Semaglutide was associated with significantly lower risks of primary MACE and nephropathy, regardless of baseline BMI (pinteraction >0.05 for both). “Differences in baseline BMI, even in those with lean body weight [BMI <25 kg/m2], did not impact semaglutide’s effect on the evaluated CV and kidney-related outcomes,” highlighted the researchers.(Figure 1)
CV benefits consistent when accounting for degree of weight loss
In the left forest plot of Figure 2, the HR for body weight change reflects the risk of primary MACE associated with 1 kg change in body weight. Results showing a 95 percent CI that crosses 1 indicate that there was no significant association between weight loss and risk of primary MACE in both the overall population and across baseline BMI subgroups. [Diabetes Obes Metab 2025;doi:10.1111/ dom.16621]
After adjusting for timing and weight loss effect, the treatment effect of semaglutide in MACE reduction remained generally consistent across baseline BMI subgroups, as shown in the similar HRs in the right forest plot of Figure 2 vs Figure 1. “Semaglutide’s treatment effect on the risk of primary MACE in patients with T2D in different baseline BMI categories remained consistent even when accounting for changes in body weight … indicating that semaglutide may act independently of weight loss,” noted the researchers.
“Semaglutide may have a direct effect on the CV system and kidneys.
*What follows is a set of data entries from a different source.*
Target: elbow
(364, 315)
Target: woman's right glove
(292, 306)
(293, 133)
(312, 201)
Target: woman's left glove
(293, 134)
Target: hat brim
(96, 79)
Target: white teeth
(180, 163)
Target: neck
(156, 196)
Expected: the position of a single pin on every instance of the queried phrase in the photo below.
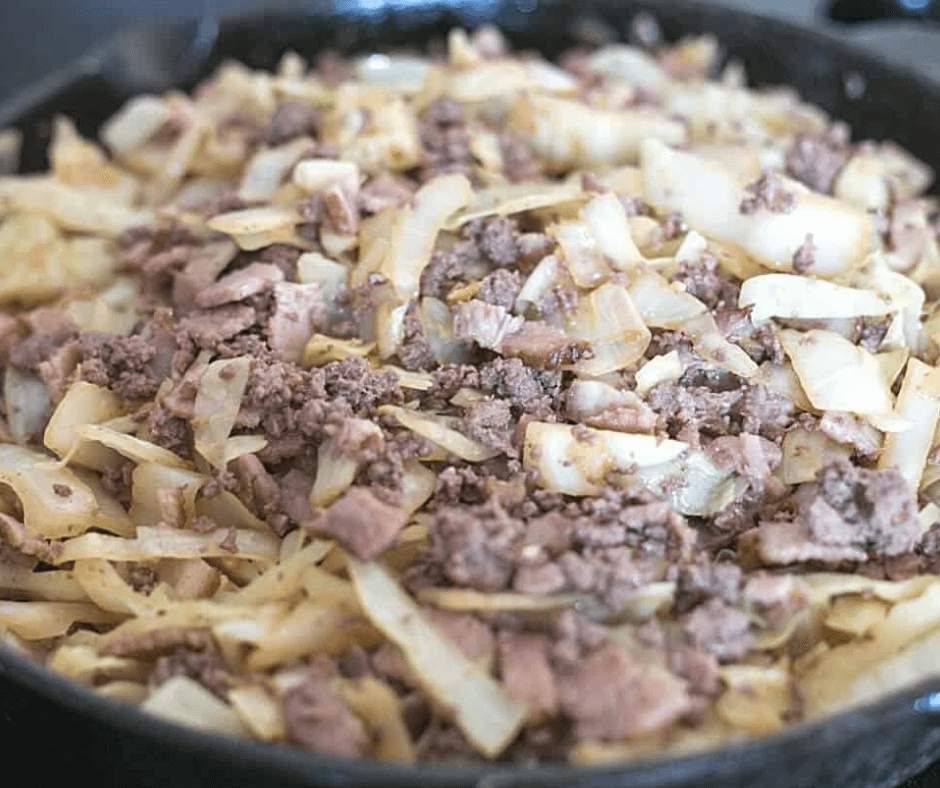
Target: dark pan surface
(876, 747)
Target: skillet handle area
(906, 32)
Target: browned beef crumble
(317, 720)
(816, 161)
(767, 192)
(490, 528)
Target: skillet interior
(877, 746)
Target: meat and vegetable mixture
(472, 407)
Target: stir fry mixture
(470, 407)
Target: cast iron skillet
(877, 746)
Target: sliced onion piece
(136, 122)
(415, 231)
(711, 345)
(487, 716)
(218, 400)
(568, 134)
(919, 404)
(511, 198)
(608, 319)
(583, 461)
(661, 304)
(56, 503)
(837, 375)
(129, 446)
(267, 169)
(154, 543)
(182, 700)
(789, 296)
(709, 198)
(434, 430)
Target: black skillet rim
(304, 766)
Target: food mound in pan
(472, 407)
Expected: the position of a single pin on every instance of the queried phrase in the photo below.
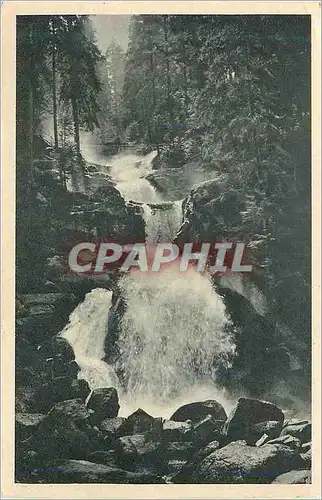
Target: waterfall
(86, 332)
(174, 333)
(129, 171)
(162, 221)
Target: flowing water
(174, 331)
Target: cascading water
(162, 221)
(174, 330)
(173, 336)
(86, 332)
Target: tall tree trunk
(168, 77)
(24, 106)
(154, 100)
(55, 117)
(55, 98)
(79, 175)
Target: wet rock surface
(66, 445)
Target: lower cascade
(174, 334)
(86, 332)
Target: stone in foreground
(294, 477)
(84, 472)
(197, 411)
(247, 413)
(238, 463)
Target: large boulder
(60, 389)
(71, 409)
(239, 463)
(206, 430)
(186, 471)
(27, 424)
(286, 440)
(247, 413)
(139, 422)
(175, 431)
(105, 404)
(199, 410)
(85, 472)
(66, 432)
(111, 426)
(271, 429)
(301, 431)
(135, 451)
(294, 477)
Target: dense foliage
(229, 92)
(234, 93)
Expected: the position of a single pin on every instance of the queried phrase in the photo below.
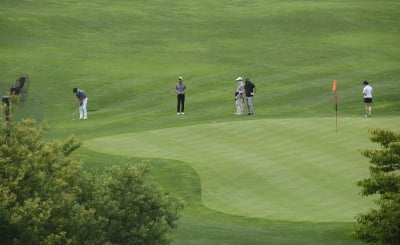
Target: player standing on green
(82, 100)
(367, 92)
(180, 90)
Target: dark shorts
(367, 100)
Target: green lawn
(283, 176)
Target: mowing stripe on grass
(286, 169)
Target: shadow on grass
(201, 225)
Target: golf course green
(285, 176)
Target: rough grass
(127, 55)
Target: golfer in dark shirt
(180, 90)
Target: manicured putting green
(284, 169)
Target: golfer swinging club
(82, 99)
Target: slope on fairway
(286, 169)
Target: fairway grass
(237, 175)
(280, 169)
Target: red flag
(334, 85)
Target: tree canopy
(46, 197)
(382, 225)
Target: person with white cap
(367, 92)
(82, 100)
(239, 96)
(180, 90)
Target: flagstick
(336, 107)
(334, 87)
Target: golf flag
(334, 85)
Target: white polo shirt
(367, 91)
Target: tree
(46, 198)
(382, 225)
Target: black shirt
(249, 89)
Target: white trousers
(82, 109)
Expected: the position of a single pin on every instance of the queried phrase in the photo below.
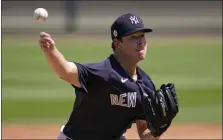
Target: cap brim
(145, 30)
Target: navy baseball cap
(127, 24)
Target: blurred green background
(185, 48)
(32, 93)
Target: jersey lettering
(124, 100)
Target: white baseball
(40, 14)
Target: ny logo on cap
(134, 20)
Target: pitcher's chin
(142, 55)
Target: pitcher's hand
(46, 42)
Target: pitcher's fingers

Cardiorenal benefits of GLP-1 RAs are partly influenced by improved HbA1c, reduced albuminuria, and reduced systolic blood pressure, with no or minimal influence by body weight changes,” explained the researchers.
Conclusion
The pooled post-hoc analysis confirmed that the beneficial cardiorenal effects of semaglutide vs placebo were consistent in patients with T2D and high CV risk, regardless of CVD history and baseline BMI, even after accounting for changes in body weight. [Diabetes Obes Metab 2025;doi:10.1111/dom.16621]
“By simultaneously analyzing several baseline characteristics that contribute to disease heterogeneity and diabetes-associated comorbidities, our analysis supports the use of once-weekly subcutaneous and once-daily oral semaglutide in a diverse T2D population,” stated the researchers.